Eichhof commented 1 year ago

@fxmarty Yes, I'm getting exactly this warning when passing provider_options=dict(trt_fp16_enable=1). When will the fix be incorporated in a new release?

In Transformers, I'm using low_cpu_mem_usage. Is this also available here?

Do you recommend Cuda lazy loading?

Yes, the error LoadLibrary failed with error 126 is solved. The problem was that TensorRT was not correctly installed.

fxmarty commented 1 year ago

Hi, the PR is ready, and should be merged soon in main.

Unfortunately low_cpu_mem_usage is not available when using Optimum/ONNX Runtime.

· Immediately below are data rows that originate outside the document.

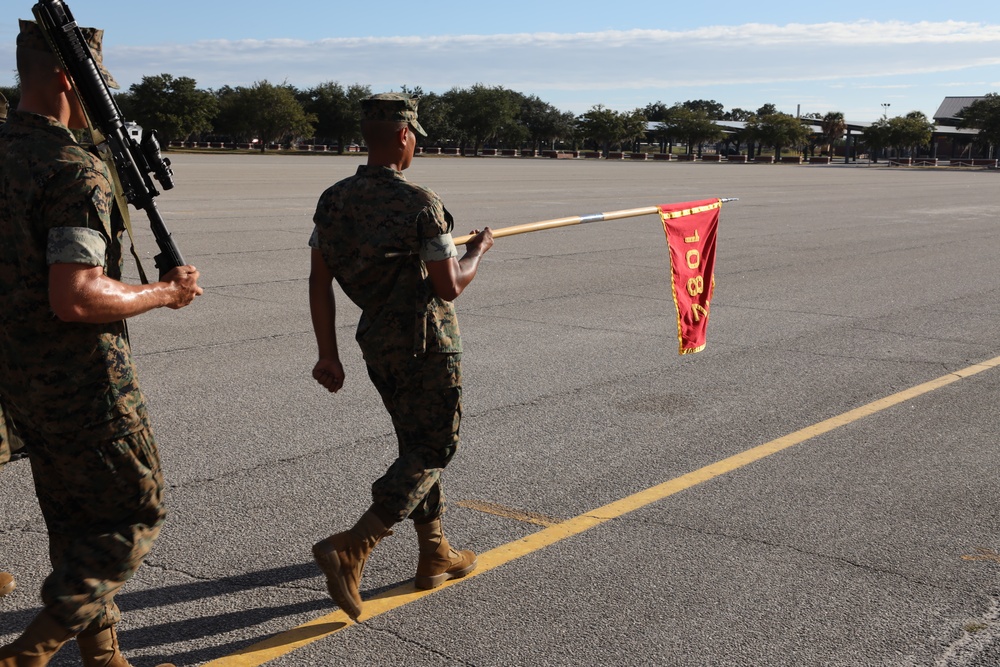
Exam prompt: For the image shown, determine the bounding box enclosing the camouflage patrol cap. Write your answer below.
[361,93,427,137]
[17,19,121,90]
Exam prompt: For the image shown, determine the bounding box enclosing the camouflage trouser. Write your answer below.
[0,403,24,468]
[21,410,164,632]
[368,354,462,523]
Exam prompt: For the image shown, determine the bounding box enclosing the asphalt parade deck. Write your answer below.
[0,154,1000,667]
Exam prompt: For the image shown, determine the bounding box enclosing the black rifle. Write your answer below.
[31,0,186,278]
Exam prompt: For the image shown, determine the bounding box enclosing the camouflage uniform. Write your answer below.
[0,111,164,632]
[309,165,462,523]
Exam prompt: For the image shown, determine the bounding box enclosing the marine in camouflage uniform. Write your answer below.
[0,85,16,597]
[0,21,201,667]
[309,93,493,618]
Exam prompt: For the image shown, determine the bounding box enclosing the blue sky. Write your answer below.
[0,0,1000,121]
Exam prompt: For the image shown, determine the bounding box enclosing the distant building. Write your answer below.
[931,95,989,160]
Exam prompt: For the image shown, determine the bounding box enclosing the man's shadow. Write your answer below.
[0,562,412,667]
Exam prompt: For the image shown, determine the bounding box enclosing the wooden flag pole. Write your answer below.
[385,197,739,257]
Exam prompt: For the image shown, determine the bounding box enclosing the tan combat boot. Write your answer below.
[313,509,392,620]
[76,625,174,667]
[0,611,73,667]
[0,572,17,598]
[413,519,479,590]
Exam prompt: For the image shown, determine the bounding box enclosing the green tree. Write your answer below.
[216,81,316,151]
[681,100,726,120]
[122,74,218,146]
[518,95,574,150]
[958,93,1000,156]
[642,102,672,123]
[722,107,754,123]
[861,118,890,162]
[660,105,723,154]
[750,113,809,160]
[577,104,625,157]
[888,111,934,155]
[820,111,847,155]
[415,88,459,146]
[0,86,21,111]
[300,81,372,155]
[446,83,520,155]
[621,109,648,150]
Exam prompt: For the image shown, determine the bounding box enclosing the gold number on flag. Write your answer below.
[688,276,705,296]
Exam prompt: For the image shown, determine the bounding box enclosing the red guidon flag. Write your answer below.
[658,199,722,354]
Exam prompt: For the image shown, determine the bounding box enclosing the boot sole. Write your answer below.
[313,545,361,621]
[413,558,479,591]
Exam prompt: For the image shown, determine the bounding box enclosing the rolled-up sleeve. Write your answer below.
[420,234,458,262]
[45,227,108,266]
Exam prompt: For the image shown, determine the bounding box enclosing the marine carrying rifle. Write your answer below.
[31,0,186,278]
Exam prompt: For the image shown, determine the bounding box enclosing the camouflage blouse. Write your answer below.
[0,111,144,438]
[309,165,462,359]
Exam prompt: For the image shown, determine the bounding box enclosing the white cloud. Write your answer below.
[88,21,1000,91]
[0,21,1000,117]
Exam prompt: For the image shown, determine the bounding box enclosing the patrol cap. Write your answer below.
[361,93,427,137]
[17,19,121,90]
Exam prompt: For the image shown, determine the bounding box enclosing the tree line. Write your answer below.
[0,79,1000,157]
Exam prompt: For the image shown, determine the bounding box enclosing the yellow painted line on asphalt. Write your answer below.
[206,357,1000,667]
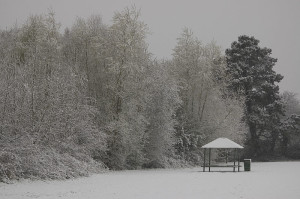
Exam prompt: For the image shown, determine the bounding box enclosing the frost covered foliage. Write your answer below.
[226,35,284,157]
[0,7,262,181]
[173,29,245,164]
[0,13,106,181]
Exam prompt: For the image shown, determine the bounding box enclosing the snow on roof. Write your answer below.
[201,138,244,149]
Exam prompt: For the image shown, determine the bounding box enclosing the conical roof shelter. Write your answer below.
[201,138,244,149]
[201,138,244,172]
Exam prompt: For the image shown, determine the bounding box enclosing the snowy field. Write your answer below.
[0,162,300,199]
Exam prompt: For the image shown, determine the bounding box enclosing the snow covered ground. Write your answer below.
[0,162,300,199]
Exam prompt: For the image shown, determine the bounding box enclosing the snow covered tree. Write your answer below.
[226,35,283,156]
[172,29,246,163]
[144,62,181,168]
[106,7,150,169]
[280,91,300,158]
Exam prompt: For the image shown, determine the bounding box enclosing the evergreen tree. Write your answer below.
[226,35,283,156]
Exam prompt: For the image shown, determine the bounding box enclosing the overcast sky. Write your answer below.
[0,0,300,98]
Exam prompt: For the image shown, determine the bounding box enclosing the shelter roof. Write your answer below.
[201,138,244,149]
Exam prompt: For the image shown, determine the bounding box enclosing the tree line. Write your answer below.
[0,8,300,181]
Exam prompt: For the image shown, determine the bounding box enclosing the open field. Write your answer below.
[0,162,300,199]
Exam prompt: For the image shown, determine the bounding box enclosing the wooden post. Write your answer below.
[225,149,228,164]
[203,148,206,172]
[237,149,240,172]
[233,149,236,172]
[208,148,211,172]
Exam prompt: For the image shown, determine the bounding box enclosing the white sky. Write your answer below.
[0,0,300,98]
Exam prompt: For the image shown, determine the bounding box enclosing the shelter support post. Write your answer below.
[203,148,206,172]
[233,149,236,172]
[237,149,240,172]
[208,148,211,172]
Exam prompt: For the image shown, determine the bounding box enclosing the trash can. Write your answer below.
[244,159,251,171]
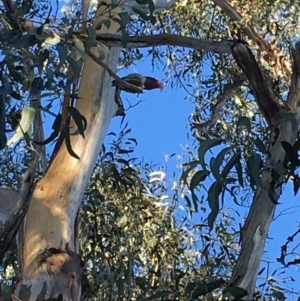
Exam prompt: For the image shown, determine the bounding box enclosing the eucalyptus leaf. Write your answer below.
[6,107,35,146]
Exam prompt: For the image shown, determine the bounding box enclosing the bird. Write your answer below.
[111,73,164,93]
[111,73,164,116]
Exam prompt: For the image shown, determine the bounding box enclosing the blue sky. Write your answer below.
[17,2,300,300]
[105,50,300,300]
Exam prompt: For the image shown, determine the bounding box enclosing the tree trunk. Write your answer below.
[14,0,120,301]
[231,43,300,300]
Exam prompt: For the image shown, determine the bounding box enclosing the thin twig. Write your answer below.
[193,73,247,131]
[87,51,143,93]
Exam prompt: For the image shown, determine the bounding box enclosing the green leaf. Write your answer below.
[65,117,80,160]
[122,30,129,47]
[84,26,96,53]
[34,114,62,145]
[222,286,247,299]
[97,41,109,61]
[234,156,244,187]
[236,116,251,133]
[281,141,300,169]
[67,107,87,138]
[183,195,193,211]
[279,112,298,131]
[198,138,224,169]
[185,278,225,299]
[211,146,233,183]
[56,45,68,70]
[247,154,263,188]
[180,161,200,185]
[190,170,209,190]
[192,191,199,213]
[131,7,150,21]
[31,77,44,92]
[67,55,80,83]
[95,19,111,30]
[142,291,174,301]
[293,178,300,195]
[6,107,35,146]
[221,151,241,179]
[207,181,223,231]
[254,137,268,154]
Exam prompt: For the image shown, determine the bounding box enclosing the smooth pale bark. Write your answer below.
[14,0,179,301]
[231,43,300,300]
[0,187,19,229]
[14,2,120,301]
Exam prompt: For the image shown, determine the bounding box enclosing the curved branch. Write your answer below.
[193,73,247,131]
[232,43,281,125]
[90,34,234,54]
[212,0,271,51]
[288,42,300,110]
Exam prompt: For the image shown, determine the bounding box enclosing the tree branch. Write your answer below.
[288,42,300,110]
[88,34,233,54]
[0,157,39,264]
[232,43,281,125]
[193,73,247,131]
[212,0,271,51]
[88,51,143,93]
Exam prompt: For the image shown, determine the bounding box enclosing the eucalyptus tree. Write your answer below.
[0,0,300,300]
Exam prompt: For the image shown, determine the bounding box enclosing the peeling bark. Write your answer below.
[14,1,120,301]
[231,44,300,299]
[0,187,19,229]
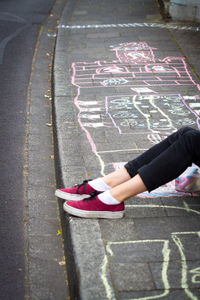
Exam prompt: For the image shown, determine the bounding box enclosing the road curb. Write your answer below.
[53,2,115,299]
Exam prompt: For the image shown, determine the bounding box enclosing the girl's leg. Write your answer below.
[110,129,200,202]
[125,127,193,177]
[102,127,193,188]
[109,174,147,202]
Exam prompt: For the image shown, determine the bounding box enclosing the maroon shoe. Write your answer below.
[55,180,100,201]
[63,196,125,219]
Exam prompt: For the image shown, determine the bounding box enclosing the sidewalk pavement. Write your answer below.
[54,0,200,300]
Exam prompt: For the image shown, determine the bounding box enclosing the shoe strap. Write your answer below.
[76,179,92,194]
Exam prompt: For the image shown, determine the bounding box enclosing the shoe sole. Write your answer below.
[55,190,90,201]
[63,203,125,219]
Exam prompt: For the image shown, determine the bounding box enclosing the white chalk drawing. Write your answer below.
[102,231,200,300]
[58,23,200,32]
[72,42,200,197]
[69,41,200,300]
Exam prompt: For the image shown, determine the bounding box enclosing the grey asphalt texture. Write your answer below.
[53,0,200,300]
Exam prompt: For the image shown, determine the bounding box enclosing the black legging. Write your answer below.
[125,127,200,192]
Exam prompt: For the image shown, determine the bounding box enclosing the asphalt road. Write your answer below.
[0,0,54,299]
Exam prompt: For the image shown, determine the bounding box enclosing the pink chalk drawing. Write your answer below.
[72,42,200,197]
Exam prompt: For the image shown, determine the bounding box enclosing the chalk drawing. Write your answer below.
[106,239,170,300]
[104,227,200,300]
[172,232,200,300]
[72,42,200,193]
[58,23,200,32]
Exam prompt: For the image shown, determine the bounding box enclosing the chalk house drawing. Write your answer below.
[69,42,200,300]
[72,42,200,197]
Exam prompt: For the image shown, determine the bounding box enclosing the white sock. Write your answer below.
[98,191,120,205]
[88,178,110,192]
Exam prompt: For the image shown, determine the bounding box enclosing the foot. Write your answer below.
[55,180,100,201]
[175,176,200,193]
[63,196,125,219]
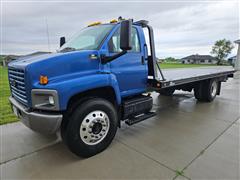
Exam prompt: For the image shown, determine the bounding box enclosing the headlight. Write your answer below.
[32,89,59,110]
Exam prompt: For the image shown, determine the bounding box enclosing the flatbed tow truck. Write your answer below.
[8,18,235,157]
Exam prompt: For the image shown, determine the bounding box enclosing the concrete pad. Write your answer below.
[185,123,240,179]
[0,122,58,163]
[117,108,229,170]
[1,141,175,180]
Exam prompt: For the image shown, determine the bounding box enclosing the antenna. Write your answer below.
[45,18,50,52]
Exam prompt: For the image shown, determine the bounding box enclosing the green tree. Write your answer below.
[211,39,234,64]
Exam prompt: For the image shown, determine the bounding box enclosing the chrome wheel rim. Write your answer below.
[211,81,217,97]
[79,110,110,145]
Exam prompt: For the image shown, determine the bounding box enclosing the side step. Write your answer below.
[125,112,156,126]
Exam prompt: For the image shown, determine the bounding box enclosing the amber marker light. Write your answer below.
[39,76,48,85]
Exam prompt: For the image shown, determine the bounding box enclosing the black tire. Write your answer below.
[194,79,219,102]
[194,83,203,101]
[158,88,175,96]
[64,98,118,157]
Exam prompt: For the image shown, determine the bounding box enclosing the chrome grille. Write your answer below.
[8,67,27,104]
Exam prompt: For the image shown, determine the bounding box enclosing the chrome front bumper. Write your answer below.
[9,97,63,134]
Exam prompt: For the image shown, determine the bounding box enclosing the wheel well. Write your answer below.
[61,86,118,139]
[67,86,117,112]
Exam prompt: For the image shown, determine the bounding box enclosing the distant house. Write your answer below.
[228,56,237,65]
[2,55,21,66]
[181,54,217,64]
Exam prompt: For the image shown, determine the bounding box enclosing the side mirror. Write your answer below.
[120,19,132,51]
[60,37,66,47]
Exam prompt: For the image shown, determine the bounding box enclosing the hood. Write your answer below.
[8,50,99,85]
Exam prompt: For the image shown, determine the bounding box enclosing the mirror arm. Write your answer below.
[101,51,127,64]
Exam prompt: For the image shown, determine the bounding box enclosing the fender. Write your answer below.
[35,73,121,111]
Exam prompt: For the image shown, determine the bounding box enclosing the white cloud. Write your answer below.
[2,1,239,57]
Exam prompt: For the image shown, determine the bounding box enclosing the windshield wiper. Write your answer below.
[59,47,77,52]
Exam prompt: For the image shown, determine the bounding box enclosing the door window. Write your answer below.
[108,27,140,53]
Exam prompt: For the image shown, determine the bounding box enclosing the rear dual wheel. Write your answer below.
[62,98,118,157]
[194,79,219,102]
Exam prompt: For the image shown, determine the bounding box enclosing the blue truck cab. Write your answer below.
[8,19,235,157]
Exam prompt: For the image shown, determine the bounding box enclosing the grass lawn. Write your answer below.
[159,63,221,69]
[0,66,18,125]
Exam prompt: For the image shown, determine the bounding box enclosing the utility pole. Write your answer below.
[45,18,50,52]
[234,39,240,71]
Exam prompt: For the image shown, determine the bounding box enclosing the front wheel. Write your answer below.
[62,98,118,157]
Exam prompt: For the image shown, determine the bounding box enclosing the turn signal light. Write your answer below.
[39,76,48,85]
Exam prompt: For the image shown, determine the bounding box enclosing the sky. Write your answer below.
[0,0,240,58]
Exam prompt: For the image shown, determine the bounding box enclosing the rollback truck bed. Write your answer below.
[8,18,234,157]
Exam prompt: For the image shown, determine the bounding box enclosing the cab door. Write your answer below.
[108,27,147,97]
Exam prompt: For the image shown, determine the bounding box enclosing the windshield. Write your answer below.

For Cuda lazy loading, I'm not sure. Given that you get the warning I mentioned above, it's likely CUDAExecutionProvider is actually used.

I'll close this issue for now then, feel free to open one for the cuda lazy loading warning message!

Eichhof commented 1 year ago

@fxmarty I'm still waiting for the merge of the PR. Do you have any updates when this will be the case?

fxmarty commented 1 year ago

Hi @Eichhof , it is merged: https://github.com/huggingface/optimum/pull/653 and you should be able to pass provider_options=dict(trt_fp16_enable=1) . But you will need to use the version from main for this to work, there hasn't been a release yet.

If there is any other problem you encounter, feel free to open an issue, it's helpful for us to improve the lib and keep track!